A CARE home which allowed a 91-year-old dementia sufferer to freeze to death in her bed did not have facilities to check temperatures, a court has heard.

Annie Barritt was found with a core temperature of 25.3 degrees centigrade - nearly ten degrees below the hypothermia threshold of 35 degrees - at Oaklands Country Rest Home, in Kirk Hammerton, North Yorkshire, in November 2012.

A sentencing hearing at York Crown Court was told today when a nurse tested the temperature of the mother-of-two and retired shorthand typist it did not register on a standard thermometer.

Mrs Barritt died later that day at Harrogate District Hospital, where the care home staff had been warned days earlier that she needed to be kept warm.

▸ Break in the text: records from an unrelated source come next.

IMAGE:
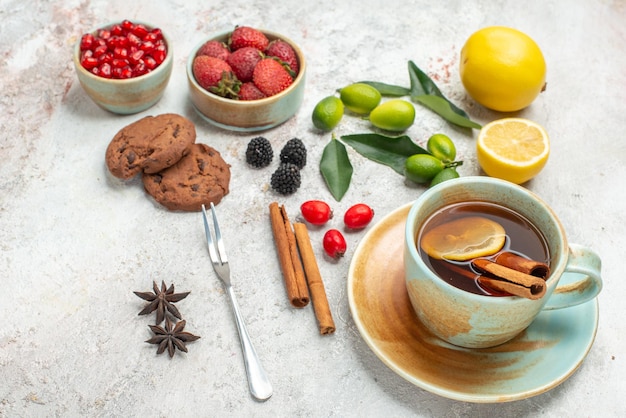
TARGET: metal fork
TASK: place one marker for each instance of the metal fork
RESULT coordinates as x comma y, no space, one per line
258,382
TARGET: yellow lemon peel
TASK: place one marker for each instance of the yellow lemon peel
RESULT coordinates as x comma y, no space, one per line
464,239
513,149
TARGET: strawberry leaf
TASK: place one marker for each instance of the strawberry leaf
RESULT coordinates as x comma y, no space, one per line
390,151
336,168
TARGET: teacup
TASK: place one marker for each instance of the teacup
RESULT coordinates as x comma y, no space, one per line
472,320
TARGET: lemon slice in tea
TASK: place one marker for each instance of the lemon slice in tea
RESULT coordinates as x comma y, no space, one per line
464,239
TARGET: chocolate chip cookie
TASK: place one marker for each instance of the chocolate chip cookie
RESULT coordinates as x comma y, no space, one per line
150,145
200,177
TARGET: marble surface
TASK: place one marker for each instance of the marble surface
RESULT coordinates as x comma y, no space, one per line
75,242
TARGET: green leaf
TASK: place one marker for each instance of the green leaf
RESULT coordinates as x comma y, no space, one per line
421,84
390,151
425,91
442,108
388,89
336,168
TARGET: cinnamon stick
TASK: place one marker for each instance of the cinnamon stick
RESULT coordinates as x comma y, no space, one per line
314,279
293,273
508,280
525,265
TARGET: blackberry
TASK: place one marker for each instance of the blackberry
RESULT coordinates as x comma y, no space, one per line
294,152
259,152
286,178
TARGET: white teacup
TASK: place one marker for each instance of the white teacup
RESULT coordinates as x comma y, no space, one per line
476,321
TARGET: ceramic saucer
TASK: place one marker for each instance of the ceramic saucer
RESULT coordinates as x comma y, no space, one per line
539,359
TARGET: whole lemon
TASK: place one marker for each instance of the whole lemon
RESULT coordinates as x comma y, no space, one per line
502,68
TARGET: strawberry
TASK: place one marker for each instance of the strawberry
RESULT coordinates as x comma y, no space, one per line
215,49
249,91
271,77
244,36
284,52
208,70
243,61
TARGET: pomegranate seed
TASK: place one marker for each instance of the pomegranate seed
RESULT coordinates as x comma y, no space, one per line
87,42
140,30
120,53
150,62
140,69
127,25
124,50
104,34
118,63
316,212
126,72
158,33
147,47
151,37
159,54
133,40
106,57
334,243
105,70
99,50
117,30
89,62
358,216
136,56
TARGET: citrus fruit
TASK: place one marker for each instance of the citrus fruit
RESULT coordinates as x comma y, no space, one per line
394,115
512,149
464,239
502,68
327,113
360,98
442,147
421,168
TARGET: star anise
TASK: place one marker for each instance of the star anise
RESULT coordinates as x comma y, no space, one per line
171,337
161,300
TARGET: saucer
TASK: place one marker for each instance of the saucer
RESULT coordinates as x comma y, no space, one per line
543,356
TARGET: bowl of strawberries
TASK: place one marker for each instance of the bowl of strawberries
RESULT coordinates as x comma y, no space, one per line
246,79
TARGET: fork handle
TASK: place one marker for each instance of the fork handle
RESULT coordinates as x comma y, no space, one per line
258,381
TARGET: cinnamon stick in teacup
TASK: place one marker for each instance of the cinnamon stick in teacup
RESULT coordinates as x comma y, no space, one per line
290,263
506,279
525,265
314,279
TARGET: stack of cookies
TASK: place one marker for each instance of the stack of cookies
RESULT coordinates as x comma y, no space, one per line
177,172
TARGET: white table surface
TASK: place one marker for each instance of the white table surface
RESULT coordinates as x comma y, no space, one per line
75,243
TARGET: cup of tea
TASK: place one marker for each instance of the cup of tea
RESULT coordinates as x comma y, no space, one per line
457,232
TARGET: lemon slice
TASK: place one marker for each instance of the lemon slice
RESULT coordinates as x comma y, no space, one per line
512,149
464,239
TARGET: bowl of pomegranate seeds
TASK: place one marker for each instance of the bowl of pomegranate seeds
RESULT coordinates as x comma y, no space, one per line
124,67
246,79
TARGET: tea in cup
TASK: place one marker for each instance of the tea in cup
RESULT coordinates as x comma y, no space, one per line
483,257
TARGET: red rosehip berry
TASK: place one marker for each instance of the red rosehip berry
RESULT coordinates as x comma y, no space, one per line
334,243
358,216
316,212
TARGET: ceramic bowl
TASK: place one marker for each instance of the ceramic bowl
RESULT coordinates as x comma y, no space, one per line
253,115
126,96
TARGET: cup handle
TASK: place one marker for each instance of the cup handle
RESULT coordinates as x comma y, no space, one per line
581,261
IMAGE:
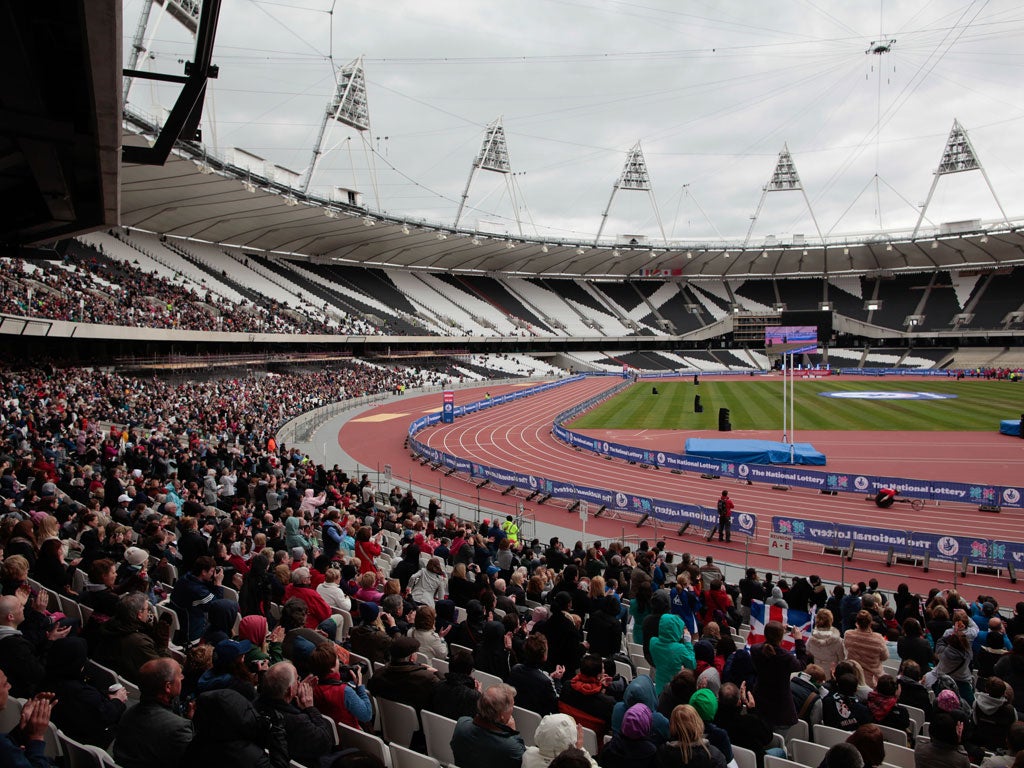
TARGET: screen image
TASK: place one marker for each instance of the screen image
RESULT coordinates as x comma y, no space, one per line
791,339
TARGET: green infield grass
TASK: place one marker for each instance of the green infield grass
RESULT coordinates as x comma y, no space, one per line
979,406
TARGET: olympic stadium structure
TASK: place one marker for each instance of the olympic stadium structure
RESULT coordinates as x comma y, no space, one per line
340,276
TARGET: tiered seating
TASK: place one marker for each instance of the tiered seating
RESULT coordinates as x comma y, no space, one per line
496,294
899,297
671,300
551,306
1001,295
444,316
351,318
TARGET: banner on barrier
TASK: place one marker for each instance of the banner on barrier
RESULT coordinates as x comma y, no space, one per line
915,544
798,476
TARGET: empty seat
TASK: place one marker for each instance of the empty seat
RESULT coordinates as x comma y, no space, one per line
438,730
402,757
398,721
807,753
367,741
526,722
828,736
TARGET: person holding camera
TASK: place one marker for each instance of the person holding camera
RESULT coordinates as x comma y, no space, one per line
193,594
339,691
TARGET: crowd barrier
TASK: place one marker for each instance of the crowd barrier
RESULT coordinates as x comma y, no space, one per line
978,551
672,513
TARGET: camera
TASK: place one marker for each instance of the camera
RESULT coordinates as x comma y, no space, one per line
347,671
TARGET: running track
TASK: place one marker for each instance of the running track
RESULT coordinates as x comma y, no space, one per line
518,436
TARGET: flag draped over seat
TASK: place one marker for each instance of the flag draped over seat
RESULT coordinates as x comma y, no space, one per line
761,614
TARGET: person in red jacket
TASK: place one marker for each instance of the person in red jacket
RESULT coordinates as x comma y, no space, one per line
367,549
345,701
302,588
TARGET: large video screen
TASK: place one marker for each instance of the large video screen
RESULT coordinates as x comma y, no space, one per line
791,339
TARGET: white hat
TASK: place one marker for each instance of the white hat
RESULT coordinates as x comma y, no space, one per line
136,556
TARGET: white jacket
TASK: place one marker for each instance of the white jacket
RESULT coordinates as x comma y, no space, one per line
426,587
554,734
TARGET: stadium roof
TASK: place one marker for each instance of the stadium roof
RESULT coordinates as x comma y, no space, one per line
59,119
196,196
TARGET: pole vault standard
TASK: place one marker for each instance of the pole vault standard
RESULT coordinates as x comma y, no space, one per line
793,396
785,399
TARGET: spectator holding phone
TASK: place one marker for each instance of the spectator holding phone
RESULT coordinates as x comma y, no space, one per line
193,594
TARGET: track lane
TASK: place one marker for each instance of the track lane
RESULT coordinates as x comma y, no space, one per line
517,436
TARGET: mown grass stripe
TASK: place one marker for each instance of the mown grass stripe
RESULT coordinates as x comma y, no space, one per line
758,404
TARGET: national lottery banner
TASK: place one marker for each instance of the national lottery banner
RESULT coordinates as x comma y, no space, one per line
673,513
979,551
797,476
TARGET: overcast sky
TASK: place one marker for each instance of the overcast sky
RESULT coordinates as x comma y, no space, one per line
712,91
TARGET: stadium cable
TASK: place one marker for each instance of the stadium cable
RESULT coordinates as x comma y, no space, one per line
915,81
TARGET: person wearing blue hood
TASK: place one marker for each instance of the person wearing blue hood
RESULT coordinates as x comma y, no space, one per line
83,712
641,691
229,670
220,621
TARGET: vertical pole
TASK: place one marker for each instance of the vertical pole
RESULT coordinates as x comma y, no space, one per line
784,396
793,397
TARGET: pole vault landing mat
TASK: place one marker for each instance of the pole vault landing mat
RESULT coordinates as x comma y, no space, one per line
754,452
1011,427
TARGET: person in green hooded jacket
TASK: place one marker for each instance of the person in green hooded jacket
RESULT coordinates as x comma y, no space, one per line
671,650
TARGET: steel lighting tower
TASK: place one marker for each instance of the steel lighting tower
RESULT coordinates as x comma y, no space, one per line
494,156
185,12
784,178
349,107
634,176
956,158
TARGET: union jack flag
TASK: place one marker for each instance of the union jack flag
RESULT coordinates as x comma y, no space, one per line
761,614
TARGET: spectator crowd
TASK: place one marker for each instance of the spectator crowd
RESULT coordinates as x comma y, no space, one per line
156,538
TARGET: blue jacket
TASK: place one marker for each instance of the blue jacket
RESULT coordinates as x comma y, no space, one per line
192,598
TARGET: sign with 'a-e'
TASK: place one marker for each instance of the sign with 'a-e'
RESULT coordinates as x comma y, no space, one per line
780,545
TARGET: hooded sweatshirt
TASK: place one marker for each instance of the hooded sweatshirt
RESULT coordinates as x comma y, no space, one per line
554,734
668,650
641,691
634,747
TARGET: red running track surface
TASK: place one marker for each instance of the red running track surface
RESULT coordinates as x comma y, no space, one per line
518,436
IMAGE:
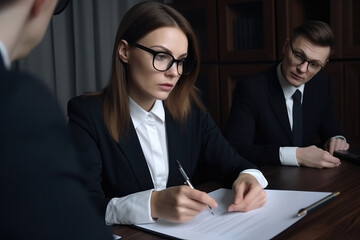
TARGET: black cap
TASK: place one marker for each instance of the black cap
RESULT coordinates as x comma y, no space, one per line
61,6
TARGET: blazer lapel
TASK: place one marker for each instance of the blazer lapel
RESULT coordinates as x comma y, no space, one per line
277,102
131,148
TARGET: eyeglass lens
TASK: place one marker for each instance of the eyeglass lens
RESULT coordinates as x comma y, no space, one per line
163,61
298,59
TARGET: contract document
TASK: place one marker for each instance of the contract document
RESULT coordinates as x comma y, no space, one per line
279,213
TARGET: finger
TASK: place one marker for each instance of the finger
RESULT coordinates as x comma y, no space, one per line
331,146
330,161
239,192
202,198
255,198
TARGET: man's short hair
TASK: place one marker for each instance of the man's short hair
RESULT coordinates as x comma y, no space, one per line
318,32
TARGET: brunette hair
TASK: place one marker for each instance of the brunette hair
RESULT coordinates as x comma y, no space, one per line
141,19
318,32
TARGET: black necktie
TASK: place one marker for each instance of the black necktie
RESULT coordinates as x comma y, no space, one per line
297,119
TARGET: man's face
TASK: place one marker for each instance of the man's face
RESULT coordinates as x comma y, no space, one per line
303,60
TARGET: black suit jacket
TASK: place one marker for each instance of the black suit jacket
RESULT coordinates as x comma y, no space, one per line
259,124
42,193
119,169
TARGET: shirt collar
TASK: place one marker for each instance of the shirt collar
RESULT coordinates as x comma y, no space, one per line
287,88
5,55
139,115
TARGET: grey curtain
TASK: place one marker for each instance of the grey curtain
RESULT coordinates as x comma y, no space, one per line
75,54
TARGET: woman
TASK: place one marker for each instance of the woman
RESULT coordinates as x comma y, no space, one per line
131,134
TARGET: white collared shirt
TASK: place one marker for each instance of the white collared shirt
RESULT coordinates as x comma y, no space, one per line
151,131
288,154
5,55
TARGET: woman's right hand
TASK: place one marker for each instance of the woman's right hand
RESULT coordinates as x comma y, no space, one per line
179,204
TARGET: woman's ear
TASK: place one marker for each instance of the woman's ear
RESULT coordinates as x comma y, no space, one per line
36,7
123,51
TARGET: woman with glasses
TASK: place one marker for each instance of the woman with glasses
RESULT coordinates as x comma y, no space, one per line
279,115
132,134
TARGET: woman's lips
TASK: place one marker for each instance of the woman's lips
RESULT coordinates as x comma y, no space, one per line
166,86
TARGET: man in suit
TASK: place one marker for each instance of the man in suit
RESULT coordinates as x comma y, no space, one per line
41,187
269,126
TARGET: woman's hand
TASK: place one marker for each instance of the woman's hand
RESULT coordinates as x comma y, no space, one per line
248,194
179,204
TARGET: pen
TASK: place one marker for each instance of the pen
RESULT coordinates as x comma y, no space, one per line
187,180
304,211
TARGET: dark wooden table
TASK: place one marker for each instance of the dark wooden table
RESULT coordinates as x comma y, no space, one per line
338,219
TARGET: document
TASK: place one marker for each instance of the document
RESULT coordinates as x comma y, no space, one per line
279,213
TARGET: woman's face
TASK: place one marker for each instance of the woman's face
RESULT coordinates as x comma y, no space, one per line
146,84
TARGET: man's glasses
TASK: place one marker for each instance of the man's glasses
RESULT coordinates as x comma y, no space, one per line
298,59
162,61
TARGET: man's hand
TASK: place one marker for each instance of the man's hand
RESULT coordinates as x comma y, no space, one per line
248,194
179,204
315,157
334,144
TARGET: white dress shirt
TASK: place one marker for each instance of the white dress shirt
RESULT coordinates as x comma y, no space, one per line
5,55
288,154
151,131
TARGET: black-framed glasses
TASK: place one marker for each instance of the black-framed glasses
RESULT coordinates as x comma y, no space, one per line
298,59
162,61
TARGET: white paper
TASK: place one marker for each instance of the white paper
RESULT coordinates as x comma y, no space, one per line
279,212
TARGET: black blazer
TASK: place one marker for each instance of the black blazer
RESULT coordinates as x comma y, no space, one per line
119,169
258,124
42,193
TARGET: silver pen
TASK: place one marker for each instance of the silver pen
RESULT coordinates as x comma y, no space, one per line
187,180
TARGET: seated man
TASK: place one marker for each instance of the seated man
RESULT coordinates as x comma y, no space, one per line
269,126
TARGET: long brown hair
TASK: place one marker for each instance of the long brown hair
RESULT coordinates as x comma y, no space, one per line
141,19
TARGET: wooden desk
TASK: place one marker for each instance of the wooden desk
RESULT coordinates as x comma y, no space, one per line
338,219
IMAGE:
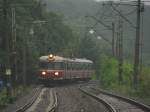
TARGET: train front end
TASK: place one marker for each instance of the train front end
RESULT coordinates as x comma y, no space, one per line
51,69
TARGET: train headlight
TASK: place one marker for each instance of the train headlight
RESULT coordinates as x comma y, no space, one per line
51,57
43,73
56,73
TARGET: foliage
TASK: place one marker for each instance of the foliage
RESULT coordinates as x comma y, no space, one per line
109,78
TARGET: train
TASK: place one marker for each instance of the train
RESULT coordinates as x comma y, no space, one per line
56,68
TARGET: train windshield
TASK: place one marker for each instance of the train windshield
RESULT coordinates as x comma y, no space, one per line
52,66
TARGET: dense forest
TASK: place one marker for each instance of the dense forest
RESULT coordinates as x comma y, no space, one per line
37,32
74,12
31,28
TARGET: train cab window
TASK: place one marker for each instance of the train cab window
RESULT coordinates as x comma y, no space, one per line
56,66
43,65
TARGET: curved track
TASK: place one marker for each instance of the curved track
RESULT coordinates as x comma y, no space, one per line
43,100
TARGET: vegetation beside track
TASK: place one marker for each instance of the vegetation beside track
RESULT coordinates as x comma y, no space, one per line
16,93
109,79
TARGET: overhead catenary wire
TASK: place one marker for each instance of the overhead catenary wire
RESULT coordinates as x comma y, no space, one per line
127,20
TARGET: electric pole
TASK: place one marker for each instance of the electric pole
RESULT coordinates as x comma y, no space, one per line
6,47
113,39
137,46
120,53
14,52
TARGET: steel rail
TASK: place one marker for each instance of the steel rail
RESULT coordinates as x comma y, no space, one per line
55,103
108,106
30,102
131,101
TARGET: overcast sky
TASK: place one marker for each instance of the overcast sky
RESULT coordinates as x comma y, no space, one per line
123,0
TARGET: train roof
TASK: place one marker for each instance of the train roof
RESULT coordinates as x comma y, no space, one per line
61,59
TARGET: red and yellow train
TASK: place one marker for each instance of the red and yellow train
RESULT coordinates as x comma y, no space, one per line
58,68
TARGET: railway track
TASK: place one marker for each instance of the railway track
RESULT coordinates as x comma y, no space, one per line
115,103
43,100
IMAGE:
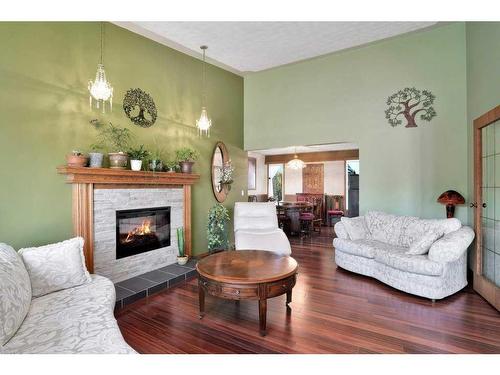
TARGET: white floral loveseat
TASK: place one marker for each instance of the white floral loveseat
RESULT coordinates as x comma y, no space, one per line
427,258
50,304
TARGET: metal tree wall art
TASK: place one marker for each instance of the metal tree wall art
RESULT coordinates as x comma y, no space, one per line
140,107
406,104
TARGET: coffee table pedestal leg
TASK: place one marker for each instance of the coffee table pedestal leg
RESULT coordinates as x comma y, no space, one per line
262,316
201,299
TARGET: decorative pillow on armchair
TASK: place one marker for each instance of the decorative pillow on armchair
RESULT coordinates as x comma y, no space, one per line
422,246
56,266
15,293
355,227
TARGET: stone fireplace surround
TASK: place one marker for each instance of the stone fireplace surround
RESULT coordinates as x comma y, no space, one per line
106,203
98,192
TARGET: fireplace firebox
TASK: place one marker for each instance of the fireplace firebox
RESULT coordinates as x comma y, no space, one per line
142,230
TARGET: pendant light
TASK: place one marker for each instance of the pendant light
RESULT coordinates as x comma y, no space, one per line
204,123
296,163
101,90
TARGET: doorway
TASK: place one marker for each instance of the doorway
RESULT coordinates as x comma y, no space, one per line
487,206
275,173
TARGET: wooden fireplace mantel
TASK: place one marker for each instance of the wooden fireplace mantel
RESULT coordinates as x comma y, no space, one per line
85,180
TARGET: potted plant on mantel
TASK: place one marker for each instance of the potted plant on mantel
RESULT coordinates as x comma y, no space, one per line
76,159
137,155
182,258
116,139
171,165
227,175
155,163
186,157
96,156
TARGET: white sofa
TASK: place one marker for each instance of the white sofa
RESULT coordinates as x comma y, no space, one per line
377,245
256,228
73,320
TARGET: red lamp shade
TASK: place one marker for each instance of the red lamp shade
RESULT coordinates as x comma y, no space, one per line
450,198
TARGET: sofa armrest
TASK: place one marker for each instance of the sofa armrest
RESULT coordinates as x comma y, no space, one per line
340,230
451,246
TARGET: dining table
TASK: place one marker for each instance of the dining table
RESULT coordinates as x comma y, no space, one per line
292,211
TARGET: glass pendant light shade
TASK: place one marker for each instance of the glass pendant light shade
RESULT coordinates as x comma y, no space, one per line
100,89
296,163
203,124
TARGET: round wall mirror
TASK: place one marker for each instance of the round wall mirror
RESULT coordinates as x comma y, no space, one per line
219,158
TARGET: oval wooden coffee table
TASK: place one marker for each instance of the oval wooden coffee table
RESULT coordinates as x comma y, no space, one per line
247,274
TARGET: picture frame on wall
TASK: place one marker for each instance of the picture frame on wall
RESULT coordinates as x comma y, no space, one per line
252,173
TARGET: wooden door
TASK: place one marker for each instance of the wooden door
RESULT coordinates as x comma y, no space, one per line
313,179
487,206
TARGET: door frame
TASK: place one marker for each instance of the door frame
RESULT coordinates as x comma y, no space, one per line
282,181
483,286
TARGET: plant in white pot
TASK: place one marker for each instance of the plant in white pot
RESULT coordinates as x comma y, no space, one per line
171,165
186,157
182,258
155,162
137,155
117,139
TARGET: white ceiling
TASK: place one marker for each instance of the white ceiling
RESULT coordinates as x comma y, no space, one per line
311,148
253,46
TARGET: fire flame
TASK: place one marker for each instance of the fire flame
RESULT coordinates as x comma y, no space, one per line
144,228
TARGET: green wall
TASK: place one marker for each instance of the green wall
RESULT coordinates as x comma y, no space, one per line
44,71
341,97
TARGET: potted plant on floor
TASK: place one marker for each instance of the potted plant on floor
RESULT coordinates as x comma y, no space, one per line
114,138
186,157
218,218
76,159
182,258
137,155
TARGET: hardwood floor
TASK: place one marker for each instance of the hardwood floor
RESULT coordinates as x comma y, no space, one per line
333,311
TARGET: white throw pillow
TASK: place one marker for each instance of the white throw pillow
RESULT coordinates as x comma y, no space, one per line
15,292
56,266
356,227
422,246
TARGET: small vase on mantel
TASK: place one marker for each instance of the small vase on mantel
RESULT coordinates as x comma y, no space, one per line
118,160
136,165
95,159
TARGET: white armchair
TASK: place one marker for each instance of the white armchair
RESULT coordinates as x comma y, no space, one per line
256,228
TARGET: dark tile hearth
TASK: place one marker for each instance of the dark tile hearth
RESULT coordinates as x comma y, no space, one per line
148,283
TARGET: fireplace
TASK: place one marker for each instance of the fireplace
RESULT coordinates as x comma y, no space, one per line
142,230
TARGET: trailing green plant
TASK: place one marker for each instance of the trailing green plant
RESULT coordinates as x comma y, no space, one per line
227,174
138,153
186,154
111,137
218,217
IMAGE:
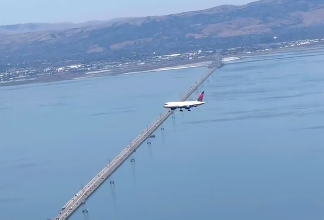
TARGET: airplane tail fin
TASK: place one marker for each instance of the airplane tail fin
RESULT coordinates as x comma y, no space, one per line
201,97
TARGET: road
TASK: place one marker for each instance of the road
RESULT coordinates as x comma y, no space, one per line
71,206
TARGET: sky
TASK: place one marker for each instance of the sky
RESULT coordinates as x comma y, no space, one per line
30,11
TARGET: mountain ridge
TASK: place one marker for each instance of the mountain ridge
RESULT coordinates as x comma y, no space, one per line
214,28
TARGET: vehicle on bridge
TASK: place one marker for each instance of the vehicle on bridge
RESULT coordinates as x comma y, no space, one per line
185,104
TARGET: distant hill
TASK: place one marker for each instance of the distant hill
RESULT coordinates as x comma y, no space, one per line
218,27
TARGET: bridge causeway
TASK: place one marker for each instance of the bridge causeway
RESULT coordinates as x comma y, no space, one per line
72,205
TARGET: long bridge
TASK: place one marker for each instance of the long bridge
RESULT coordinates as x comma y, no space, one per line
71,206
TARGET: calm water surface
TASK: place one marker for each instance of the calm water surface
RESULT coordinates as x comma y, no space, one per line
254,150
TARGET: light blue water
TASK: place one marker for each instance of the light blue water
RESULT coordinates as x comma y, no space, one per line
254,151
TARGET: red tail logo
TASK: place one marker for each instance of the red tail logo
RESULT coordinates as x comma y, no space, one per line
201,97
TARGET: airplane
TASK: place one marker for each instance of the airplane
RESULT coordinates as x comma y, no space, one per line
186,104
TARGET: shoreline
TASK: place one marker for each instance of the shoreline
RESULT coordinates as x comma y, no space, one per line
172,65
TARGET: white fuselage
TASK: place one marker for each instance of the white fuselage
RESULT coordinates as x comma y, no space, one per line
182,104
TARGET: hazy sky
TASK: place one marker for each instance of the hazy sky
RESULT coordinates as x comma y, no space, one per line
24,11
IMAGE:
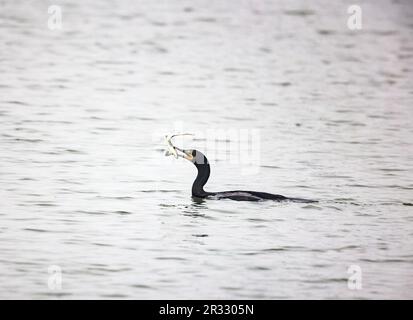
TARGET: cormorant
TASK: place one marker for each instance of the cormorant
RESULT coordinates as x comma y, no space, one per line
201,163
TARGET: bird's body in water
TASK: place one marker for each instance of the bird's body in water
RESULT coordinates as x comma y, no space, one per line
201,163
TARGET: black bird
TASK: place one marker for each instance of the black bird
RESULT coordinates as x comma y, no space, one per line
201,163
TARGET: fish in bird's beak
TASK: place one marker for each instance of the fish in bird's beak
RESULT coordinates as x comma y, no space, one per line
172,150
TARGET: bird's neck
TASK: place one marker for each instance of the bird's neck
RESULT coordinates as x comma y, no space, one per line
200,180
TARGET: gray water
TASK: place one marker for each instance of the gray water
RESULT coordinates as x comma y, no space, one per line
86,188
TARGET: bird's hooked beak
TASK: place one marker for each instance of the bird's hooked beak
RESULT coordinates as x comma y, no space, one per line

One of her sons, David Barritt, told the court he would always be haunted by the thought he was responsible for her death by placing her at the home.

David Hercock, prosecuting for Harrogate District Council, said the firm running the home, Maria Mallaband Care Group Ltd, which runs dozens of other care homes, including Willowdene, in Sedgefield, Skell Lodge, in Ripon and Rosedale, in Catterick Garrison, had an operating loss of £4.2m last year and lost £1.78m in 2014.

The firm has admitted a health and safety charge relating to Mrs Barritt’s death.

Mr Hercock said staff had no way of measuring room temperatures and were left to make their own decision on whether a room was warm enough.

James Maxwell-Scott, mitigating, said inspections from the Care Quality Commission, North Yorkshire County Council and a doctors’ group did not hold them to account for failing to measure temperatures.

He said: “It was a responsive and responsible organisation. After this very sad event the defendant installed thermometers in all of its 2,600 rooms across its estate.”

Judge Paul Batty, QC, will sentence the firm tomorrow.